Bilan

La baisse du pétrole n'aura qu'un effet modéré sur la croissance mondiale

Selon le FMI, la croissance mondiale devrait se limiter à environ un demi-point de pourcentage en raison de la baisse des prix du pétrole.

Le FMI souligne que "la rapidité et l'ampleur de la baisse des prix du pétrole peut potentiellement créer des tensions financières qui réduiraient leur bénéfice d'ensemble, même si de tels effets ont jusqu'ici été contenus".

Crédits: AFP

La baisse des prix du pétrole n'aura qu'un effet modéré sur la croissance mondiale, qui devrait se limiter à environ un demi-point de pourcentage en 2015-2016, a estimé le FMI dans un rapport publié mardi.

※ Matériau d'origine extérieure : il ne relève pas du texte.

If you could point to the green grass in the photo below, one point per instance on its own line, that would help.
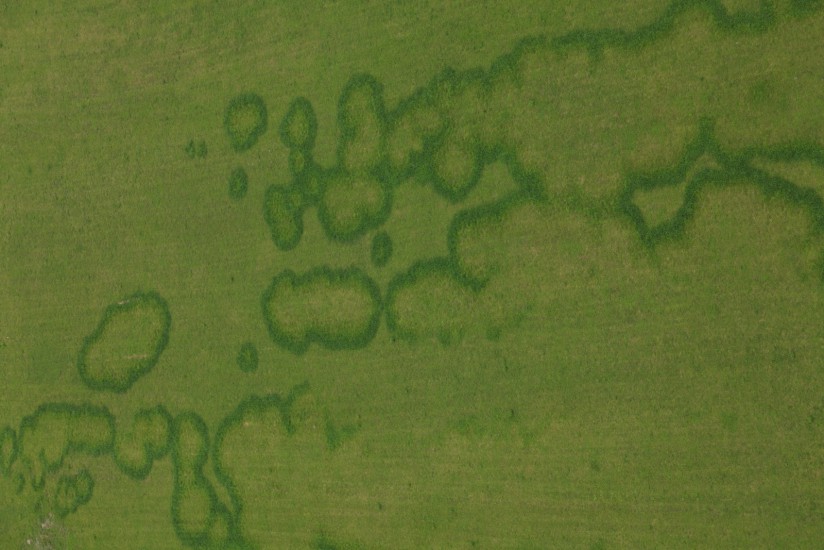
(440, 275)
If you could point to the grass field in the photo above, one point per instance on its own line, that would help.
(386, 274)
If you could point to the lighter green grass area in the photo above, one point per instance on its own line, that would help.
(659, 205)
(634, 398)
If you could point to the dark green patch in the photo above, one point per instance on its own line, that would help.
(246, 119)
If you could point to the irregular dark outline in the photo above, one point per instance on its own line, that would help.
(495, 211)
(347, 128)
(256, 405)
(299, 105)
(147, 364)
(73, 411)
(195, 466)
(243, 143)
(297, 218)
(332, 276)
(735, 169)
(596, 41)
(367, 223)
(381, 250)
(152, 453)
(403, 279)
(69, 482)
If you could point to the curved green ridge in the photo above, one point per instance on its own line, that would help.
(319, 318)
(405, 281)
(148, 440)
(358, 151)
(72, 492)
(8, 450)
(245, 120)
(238, 183)
(344, 213)
(127, 369)
(247, 357)
(198, 517)
(54, 430)
(595, 41)
(734, 169)
(283, 211)
(381, 250)
(252, 405)
(299, 126)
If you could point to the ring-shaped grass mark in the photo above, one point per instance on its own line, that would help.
(72, 492)
(283, 209)
(252, 405)
(55, 430)
(397, 322)
(198, 517)
(732, 169)
(147, 440)
(596, 41)
(351, 205)
(334, 308)
(381, 250)
(126, 344)
(299, 126)
(245, 120)
(362, 124)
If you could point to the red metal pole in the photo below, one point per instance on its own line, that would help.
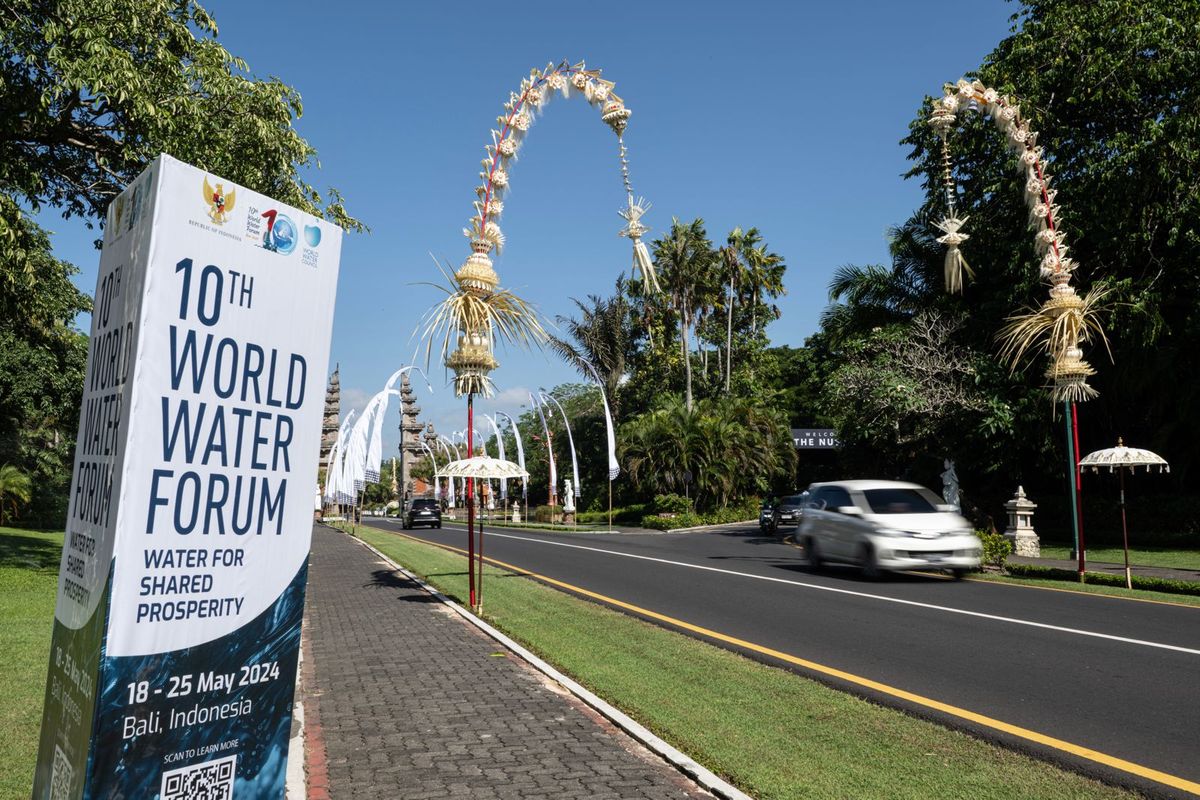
(1125, 530)
(471, 503)
(1079, 491)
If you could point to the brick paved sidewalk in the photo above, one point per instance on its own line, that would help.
(403, 699)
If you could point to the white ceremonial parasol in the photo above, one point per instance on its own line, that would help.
(483, 467)
(1119, 458)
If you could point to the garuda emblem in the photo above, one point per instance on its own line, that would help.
(220, 203)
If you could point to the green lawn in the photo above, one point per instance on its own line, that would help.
(1090, 588)
(768, 731)
(1139, 555)
(29, 569)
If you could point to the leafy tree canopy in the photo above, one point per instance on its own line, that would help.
(91, 90)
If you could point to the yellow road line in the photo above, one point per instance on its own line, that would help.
(867, 683)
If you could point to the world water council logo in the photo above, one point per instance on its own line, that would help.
(281, 233)
(309, 256)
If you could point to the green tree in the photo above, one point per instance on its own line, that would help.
(95, 89)
(754, 276)
(604, 337)
(15, 489)
(90, 91)
(730, 446)
(687, 263)
(1111, 88)
(42, 361)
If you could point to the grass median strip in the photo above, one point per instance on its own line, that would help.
(1177, 559)
(29, 577)
(773, 733)
(1091, 589)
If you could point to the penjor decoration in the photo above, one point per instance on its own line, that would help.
(1065, 322)
(477, 312)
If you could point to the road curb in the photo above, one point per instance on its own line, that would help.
(715, 524)
(678, 759)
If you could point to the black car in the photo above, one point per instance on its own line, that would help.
(784, 512)
(423, 511)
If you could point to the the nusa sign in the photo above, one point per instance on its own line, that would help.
(815, 438)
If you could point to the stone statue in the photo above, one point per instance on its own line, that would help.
(951, 485)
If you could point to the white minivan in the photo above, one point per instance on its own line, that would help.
(886, 525)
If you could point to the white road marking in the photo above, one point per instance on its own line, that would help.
(863, 594)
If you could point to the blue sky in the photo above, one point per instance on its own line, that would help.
(783, 115)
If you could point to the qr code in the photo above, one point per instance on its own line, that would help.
(61, 776)
(208, 781)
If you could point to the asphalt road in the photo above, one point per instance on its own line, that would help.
(1111, 675)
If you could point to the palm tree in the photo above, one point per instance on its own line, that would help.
(603, 337)
(875, 295)
(753, 272)
(731, 447)
(15, 488)
(685, 263)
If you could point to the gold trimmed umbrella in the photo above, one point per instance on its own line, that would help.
(1120, 458)
(486, 468)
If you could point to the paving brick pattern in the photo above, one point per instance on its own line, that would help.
(408, 701)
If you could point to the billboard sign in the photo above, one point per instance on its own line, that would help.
(181, 585)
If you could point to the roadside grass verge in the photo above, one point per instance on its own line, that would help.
(1164, 557)
(29, 571)
(1043, 578)
(769, 731)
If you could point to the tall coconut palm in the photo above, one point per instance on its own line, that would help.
(16, 488)
(877, 295)
(687, 263)
(603, 336)
(754, 275)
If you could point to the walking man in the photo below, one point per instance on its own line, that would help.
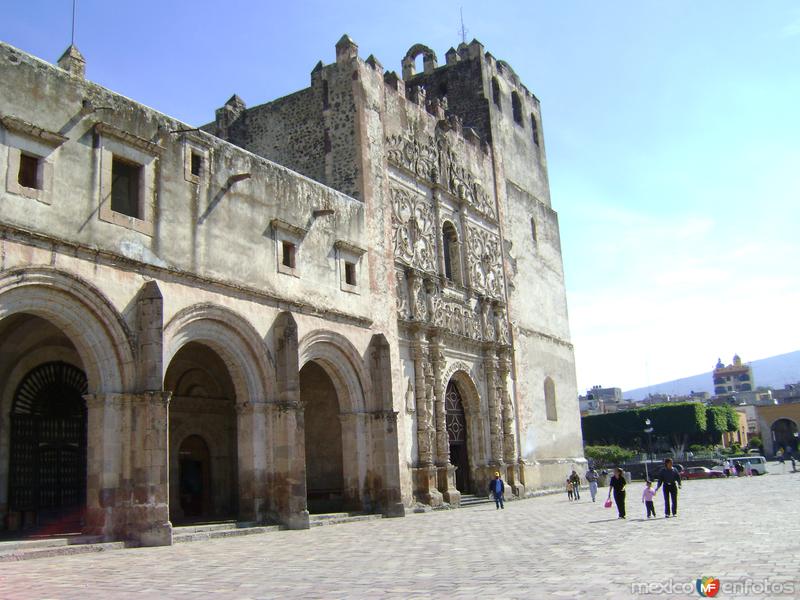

"D'autres chocs devraient limiter cet effet positif", ajoute également le Fonds monétaire international, citant, entre autres, le ralentissement de la croissance dans les pays émergents et en développement, ainsi que les risques géopolitiques.

Le Fonds avait la semaine dernière abaissé ses prévisions de croissance mondiale à 3,3% en 2015 et les avait maintenues à 3,8% en 2016.

Le FMI souligne que "la rapidité et l'ampleur de la baisse des prix du pétrole peut potentiellement créer des tensions financières qui réduiraient leur bénéfice d'ensemble, même si de tels effets ont jusqu'ici été contenus".

Du côté des points positifs, l'institution souligne que le recul des prix du brut à contribué à une baisse des prix de l'essence et de l'énergie domestique, notamment en Europe, cette baisse restant beaucoup plus modérée au Moyen-Orient et en Afrique sub-saharienne.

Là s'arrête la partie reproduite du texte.